If you're working via a proxy, especially if you're willing to protect your identity of the IP of your computer, then add one or more proxy servers here.
If you add more than one, then IziSEO will pick one randomly from your list each time it's about to make a request to the website. This is a great way to prevent your IP being banned from a website, as in this case all your requests will seem to be performed from different places.

You can quickly import a prepared list of proxy servers from a text file. Inside the file each proxy server must be on a separate line. Each line must have the following format:

[host]|[port number]|[1 if password needed/0 otherwise]|[username]|[password]

Examples:

37.59.176.38|8089|1|user2|password2
85.88.8.51|6588|0||

Connection timeout (in sec.)

Choose the time it takes to wait before a request to the web site is cancelled. In that case the URL will be skipped and the program will go ahead with the rest of the pages (unless, of course, you're having issues with your Internet provider or the site is down).

Max level depth

Choose the maximum level for requested pages. A level is determined by the number of steps it takes to get to a page from the home page.

Max number of pages

Choose the maximum number of pages you want to crawl.

 

SEO Crawler behavior

Conform to robots.txt

Turn this on if you want the program to download the robots.txt file and respect its directives. That means not fetching certain URLs if it is forbidden by robots.txt.

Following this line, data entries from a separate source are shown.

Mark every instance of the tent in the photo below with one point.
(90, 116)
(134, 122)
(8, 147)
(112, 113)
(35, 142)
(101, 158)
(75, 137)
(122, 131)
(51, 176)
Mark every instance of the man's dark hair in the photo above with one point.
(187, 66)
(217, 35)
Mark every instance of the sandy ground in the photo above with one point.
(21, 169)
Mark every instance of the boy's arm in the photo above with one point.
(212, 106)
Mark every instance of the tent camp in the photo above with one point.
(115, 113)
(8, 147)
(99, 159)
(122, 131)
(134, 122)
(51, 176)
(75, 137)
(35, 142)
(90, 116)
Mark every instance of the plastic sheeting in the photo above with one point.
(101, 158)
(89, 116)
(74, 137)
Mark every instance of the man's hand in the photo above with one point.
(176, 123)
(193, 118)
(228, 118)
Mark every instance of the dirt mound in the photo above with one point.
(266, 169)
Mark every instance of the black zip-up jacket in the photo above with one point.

Follow redirects (HTTP 301 and 302)

Let the program follow the redirection route up to the last URL that returns a non-redirection server response.

Crawl subdomains

Tick this if you want to crawl URLs who share the same top level domain. E.g. if this option is on, then URLs http://abc.topdomain.com, http://def.topdomain.com and http://topdomain.com/login/ will all be considered from the same domain.

Crawl "nofollow" links

Turn this on if you want the crawler to check links with the "nofollow" rel attribute.

Check images (crawl SRC)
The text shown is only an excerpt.